Once these regulatory issues are addressed, NPS would become an intelligent and efficient system of old-age income security. However, to build a large base of funds for PFMs to manage to ensure sustainability, PFRDA should try to keep NPS open to as large a body of investors as possible for the purpose of long-term savings. These savings include, besides pensions, savings for house, children’s education and one’s will or estate. In doing that, it would be following the example of the growth of mutual fund industry in India which, while meant to serve small investors, has grown with the contributions of high net worth investors and corporate treasuries.

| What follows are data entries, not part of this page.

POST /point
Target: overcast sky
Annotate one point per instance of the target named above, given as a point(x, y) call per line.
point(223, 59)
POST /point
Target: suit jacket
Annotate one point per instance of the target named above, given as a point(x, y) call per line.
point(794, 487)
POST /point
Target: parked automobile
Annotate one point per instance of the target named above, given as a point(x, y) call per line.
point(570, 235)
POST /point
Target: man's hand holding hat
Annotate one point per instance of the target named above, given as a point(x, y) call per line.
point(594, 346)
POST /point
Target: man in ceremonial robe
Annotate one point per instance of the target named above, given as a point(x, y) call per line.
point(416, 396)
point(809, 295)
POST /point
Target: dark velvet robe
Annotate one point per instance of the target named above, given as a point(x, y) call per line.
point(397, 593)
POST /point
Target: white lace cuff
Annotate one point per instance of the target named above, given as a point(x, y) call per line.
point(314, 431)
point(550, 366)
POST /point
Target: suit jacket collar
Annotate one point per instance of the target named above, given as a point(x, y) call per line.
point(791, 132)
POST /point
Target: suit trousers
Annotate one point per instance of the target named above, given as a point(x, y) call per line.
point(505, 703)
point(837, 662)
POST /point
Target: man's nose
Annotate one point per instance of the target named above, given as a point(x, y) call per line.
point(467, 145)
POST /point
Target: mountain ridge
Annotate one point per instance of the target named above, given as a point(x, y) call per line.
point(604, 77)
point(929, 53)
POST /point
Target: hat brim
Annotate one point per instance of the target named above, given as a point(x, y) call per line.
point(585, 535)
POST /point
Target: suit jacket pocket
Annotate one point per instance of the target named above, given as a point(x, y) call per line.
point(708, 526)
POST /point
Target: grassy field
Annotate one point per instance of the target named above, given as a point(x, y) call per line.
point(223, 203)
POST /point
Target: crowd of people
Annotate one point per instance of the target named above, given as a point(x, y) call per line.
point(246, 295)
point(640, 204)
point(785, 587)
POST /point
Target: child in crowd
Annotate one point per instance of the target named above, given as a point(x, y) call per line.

To illustrate, under NPS it is mandatory for the investor to purchase an annuity for 40% of the corpus. An annuity guarantees a monthly payment for life but the corpus is lost to the investor or his or her heirs in case of death. This is a specific and restrictive feature of pure pension savings. Instead, it should be possible to offer an alternative as an option with a cap on the percentage of corpus that can be withdrawn in a year. This would meet the requirement of old-age income security while catering to other long-term savings goals. Also, the asset basket may be expanded to include alternative asset classes such as gold and real estate which hold special attractions and relevance for Indian investors.
With these initiatives, PFRDA can, by itself, unlock the full potential of NPS, without waiting for a new tax code.